The prostate cancer post

I can’t express how uncomfortable I am writing this, but I think it might be useful to other men in the same fix, so here goes.

I spent about eight weeks in the fall of 2015 at the Mayo Clinic having 36 doses of pinpoint radiation to kill off a recurrence of prostate cancer I’d had surgery for in 2011.

I didn’t deal with my original diagnosis especially well. Denial, confusion, a weird reliance on personal good luck, an uncomfortable reliance on (quite good) doctors who seemed to be flying blind themselves, and after a failed surgery, anger, depression, and fear. Turns out pretty much all of that is entirely normal.

What also turns out to be entirely normal is for a large percentage of prostate surgeries— somewhere around half—to fail to do the trick. In my case, my PSA reading never went quite to zero, and it moved gradually but inexorably up. My Connecticut urologist could offer nothing but what sounded to me like shooting-blind radiation of my pelvis.

Back when I got my original diagnosis in the summer of 2010, I’d broken my own resolution, formed when I’d spent time taking care of our new granddaughter while our daughter was at Mayo Medical School. I’d had the chance to see how amazing the Mayo Clinic is. If I ever have a serious issue, I told myself, I’m not fooling around. It’s right to Mayo for me. And then I didn’t do it. Part of the denial, I suppose.

But when I lost faith in my original doc, I did do it.

While I was at Mayo, I lived at The Sandra J. Schulze American Cancer Society Hope Lodge, a place where the normal niceties seemed ridiculous. We’d walk up to each other and ask some variant of, “So, what kind of cancer have you got?” A natural question, under the circumstances, and it led to some deep and intimate conversations.  Some of us were being radiated, some of us were having chemo, some of us were doing both. A lot of what was going on was cutting-edge. Most of us were at Mayo because either we’d lost faith in our docs back home, or our docs themselves had run out of options.

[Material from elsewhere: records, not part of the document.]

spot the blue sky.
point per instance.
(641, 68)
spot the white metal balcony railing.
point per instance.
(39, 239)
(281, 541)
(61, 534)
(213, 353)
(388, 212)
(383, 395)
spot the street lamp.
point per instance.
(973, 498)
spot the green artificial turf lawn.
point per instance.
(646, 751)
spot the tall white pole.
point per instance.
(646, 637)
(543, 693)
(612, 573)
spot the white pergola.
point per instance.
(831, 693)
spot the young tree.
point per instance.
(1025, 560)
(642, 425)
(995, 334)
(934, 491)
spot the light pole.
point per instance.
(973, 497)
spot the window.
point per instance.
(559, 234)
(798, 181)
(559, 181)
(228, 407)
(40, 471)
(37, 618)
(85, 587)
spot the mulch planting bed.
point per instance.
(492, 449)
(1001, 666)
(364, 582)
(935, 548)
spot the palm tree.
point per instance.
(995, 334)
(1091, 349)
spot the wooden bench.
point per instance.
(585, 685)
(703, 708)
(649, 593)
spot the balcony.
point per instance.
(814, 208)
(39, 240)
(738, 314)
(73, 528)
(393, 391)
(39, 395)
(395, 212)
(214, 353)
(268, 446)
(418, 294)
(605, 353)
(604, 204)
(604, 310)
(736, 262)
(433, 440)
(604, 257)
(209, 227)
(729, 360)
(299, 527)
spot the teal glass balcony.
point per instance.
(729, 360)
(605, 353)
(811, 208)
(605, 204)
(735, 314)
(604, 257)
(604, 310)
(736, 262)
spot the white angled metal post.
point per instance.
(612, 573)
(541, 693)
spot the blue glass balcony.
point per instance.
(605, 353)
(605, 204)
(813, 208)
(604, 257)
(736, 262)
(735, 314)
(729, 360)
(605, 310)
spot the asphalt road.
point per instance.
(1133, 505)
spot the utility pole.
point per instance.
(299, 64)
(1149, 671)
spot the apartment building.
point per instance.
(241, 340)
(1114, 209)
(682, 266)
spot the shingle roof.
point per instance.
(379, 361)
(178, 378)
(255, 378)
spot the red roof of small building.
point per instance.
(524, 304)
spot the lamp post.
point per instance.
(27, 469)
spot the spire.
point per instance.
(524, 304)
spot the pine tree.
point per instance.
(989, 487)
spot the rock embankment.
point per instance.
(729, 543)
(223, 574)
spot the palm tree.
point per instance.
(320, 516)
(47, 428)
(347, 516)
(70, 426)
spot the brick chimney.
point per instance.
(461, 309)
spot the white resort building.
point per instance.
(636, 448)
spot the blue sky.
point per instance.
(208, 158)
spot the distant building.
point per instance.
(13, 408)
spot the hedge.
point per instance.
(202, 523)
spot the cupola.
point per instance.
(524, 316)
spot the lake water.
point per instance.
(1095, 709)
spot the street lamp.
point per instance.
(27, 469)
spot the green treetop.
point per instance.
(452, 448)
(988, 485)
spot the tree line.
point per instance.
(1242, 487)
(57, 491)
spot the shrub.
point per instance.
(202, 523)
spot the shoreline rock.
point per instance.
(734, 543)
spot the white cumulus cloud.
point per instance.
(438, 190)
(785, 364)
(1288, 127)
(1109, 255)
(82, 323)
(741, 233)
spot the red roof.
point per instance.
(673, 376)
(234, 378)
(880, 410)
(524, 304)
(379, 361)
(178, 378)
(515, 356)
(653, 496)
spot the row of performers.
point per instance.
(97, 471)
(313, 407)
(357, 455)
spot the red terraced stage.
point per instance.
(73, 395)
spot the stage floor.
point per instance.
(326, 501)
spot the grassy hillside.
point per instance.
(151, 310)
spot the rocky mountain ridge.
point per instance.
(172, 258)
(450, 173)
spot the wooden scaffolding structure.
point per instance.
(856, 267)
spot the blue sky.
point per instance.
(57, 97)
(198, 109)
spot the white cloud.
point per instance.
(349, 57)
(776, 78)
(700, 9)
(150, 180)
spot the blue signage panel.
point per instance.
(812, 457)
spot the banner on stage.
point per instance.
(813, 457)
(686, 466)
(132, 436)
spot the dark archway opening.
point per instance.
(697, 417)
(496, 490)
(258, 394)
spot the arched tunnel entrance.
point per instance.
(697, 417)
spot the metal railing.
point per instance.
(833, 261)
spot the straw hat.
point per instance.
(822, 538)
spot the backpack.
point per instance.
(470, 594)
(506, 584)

A fair number of the guys had something in common. Prostate cancer, yes, but especially our doctor. We all had tremendous faith in him.

“You got Kwon?”

“Yeah, I got Kwon.”

“He’s the best, man.”

“The best.”

I’d had several consults with Dr. Kwon, who explained his approach (aggressive), the imaging technology he and his team had developed that was then available only at Mayo (it still may be, though it won’t always be), and the steps and schedule he thought we should follow. At one meeting, there were four Mayo docs in the room, working out the plan.  Somewhere along the line, Dr. Kwon looked at me and said, “We’re going to find the cancer, and then we’re going to kill it.” Which, after all the “well, we can’t be sure” talk I’d been hearing back in Connecticut (not exactly a medical backwater) sounded pretty good to me.

Then they found it.

Then, over those eight weeks, they killed it.

Short version: imaging is key.

Rather than explaining the science myself, and getting half of it wrong, here’s Dr. Kwon himself, talking at a couple of conferences.

C-11 Choline PET Scan (a little over 8 minutes)

Oligo metastatic prostate cancer (about 28 minutes, with a very key section from about 20:25 to about 21:45—you might want to watch that one minute segment first—and a good summary starting at about 25:00)

Prostate cancer will almost certainly touch your life somewhere along the line. I hope this information helps.